Growing up in Massachusetts I had the misfortune of having the place I came from associated with New Kids on the Block and “More Than a Feeling”, a song that to this day fills me with unspeakable rage. The only major Massachusetts act I felt any deep sense of investment in was The Pixies. On a side note, Frank Black’s brother owns The Quarterdeck, the best bar in my hometown. As I was thinking about it, I realized that Detroit’s musicians have shaped my interior landscape long before I had ever been here. It’s an incomplete list, but shout out to Aaliyah, J Dilla, Derek May, Angel Haze, Danny Brown, Eminem, all of Motown, the Stooges, Rodriguez, MC5, Black Milk, & Bob Seger. While all of these musicians have influenced me, I don’t think any story in music fascinates me more than that of the band Death. If you haven’t watched the documentary A Band Called Death yet, stop reading this and go watch it right now.

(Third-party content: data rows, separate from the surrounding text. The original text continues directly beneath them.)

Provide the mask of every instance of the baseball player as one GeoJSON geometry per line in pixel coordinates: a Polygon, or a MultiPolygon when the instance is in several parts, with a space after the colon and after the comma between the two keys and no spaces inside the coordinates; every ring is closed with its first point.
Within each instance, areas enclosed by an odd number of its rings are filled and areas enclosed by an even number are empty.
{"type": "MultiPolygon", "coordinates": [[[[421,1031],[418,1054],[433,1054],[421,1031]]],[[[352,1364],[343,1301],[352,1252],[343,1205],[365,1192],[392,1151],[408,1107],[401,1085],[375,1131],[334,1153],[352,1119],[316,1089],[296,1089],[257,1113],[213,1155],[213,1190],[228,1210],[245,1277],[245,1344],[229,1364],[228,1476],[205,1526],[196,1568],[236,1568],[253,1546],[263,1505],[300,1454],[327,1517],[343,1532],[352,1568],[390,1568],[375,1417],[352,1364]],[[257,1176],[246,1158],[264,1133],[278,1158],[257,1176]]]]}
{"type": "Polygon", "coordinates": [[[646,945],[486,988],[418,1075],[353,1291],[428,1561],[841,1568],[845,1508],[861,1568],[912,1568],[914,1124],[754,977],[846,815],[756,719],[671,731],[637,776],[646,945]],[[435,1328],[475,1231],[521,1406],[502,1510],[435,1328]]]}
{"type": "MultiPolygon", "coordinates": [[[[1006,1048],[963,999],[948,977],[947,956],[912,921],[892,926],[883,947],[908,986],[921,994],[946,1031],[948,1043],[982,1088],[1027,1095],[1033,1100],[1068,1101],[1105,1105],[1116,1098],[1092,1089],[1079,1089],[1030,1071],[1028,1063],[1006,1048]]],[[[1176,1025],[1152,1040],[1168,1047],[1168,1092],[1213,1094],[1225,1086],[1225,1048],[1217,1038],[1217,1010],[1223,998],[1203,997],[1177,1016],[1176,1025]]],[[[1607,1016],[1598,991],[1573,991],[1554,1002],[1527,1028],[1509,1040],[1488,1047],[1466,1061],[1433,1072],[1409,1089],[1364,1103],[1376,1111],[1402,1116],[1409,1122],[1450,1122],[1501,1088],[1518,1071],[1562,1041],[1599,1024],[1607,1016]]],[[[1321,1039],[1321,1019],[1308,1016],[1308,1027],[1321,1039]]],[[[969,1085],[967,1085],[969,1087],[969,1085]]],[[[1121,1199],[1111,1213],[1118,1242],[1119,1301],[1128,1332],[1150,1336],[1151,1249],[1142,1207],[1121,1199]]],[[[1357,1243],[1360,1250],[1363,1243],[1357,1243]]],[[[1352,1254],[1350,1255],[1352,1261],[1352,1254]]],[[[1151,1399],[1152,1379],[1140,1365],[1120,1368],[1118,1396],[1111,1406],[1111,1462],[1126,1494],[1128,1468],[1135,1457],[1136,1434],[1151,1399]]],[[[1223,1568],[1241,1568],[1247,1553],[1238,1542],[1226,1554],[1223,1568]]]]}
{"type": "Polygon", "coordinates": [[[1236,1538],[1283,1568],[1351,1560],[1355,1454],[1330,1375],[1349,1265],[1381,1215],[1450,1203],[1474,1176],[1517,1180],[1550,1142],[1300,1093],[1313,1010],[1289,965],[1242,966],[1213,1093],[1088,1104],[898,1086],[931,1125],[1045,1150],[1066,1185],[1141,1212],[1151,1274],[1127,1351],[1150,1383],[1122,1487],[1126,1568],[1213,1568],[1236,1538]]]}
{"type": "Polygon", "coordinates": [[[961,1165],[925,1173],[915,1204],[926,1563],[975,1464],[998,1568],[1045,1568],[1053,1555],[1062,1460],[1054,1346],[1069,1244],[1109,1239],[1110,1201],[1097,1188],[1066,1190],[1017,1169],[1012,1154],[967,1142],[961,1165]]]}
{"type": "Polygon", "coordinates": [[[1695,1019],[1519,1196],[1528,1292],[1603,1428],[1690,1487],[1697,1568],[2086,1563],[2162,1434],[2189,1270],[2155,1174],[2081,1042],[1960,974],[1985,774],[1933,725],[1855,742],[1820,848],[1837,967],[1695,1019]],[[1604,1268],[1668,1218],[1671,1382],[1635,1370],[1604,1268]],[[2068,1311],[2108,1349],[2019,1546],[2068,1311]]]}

I’ll wait.
As I was painting the living room, I began to paint a small section of a wall sky blue without really thinking. Later that night, I started to fill in clouds, which then took on the shape of a pyramid. I was painting over the span of a few weeks, but I kept coming back to that one section of the wall. Eventually it became an artwork unto itself. I call it “Politicians in My Eyes” and it’s my homage to Death, and it’s one of the things that anchors me, that makes me feel most at home. Beyond being a tribute to an incredible band, it also serves as a daily reminder of finding profound magic in the mundane and the importance of creating work you care about whether or not other people fully embrace it, or you. For me, this is vital, especially as I begin to accept the idea that I can just be a writer here. So much of my journey towards belonging is paved with a burgeoning sense of self-acceptance that allows me to be patient with myself.
For two years in my mid-twenties, I didn’t write a single poem because some of my poems had greatly upset people I cared about. Beyond that, I would beat myself up over the idea that nothing I did had ensured the financial security of everyone I love. In Brooklyn, I started to shake these impossible expectations. If I hadn’t, I don’t know that I would ever have applied to Write A House to begin with. Even in the short time I’ve been here, living in Detroit has given me a sense of freedom and possibility unlike any I’ve ever felt, and I’m thrilled with the possibilities of all that I can make in this Brave New Home.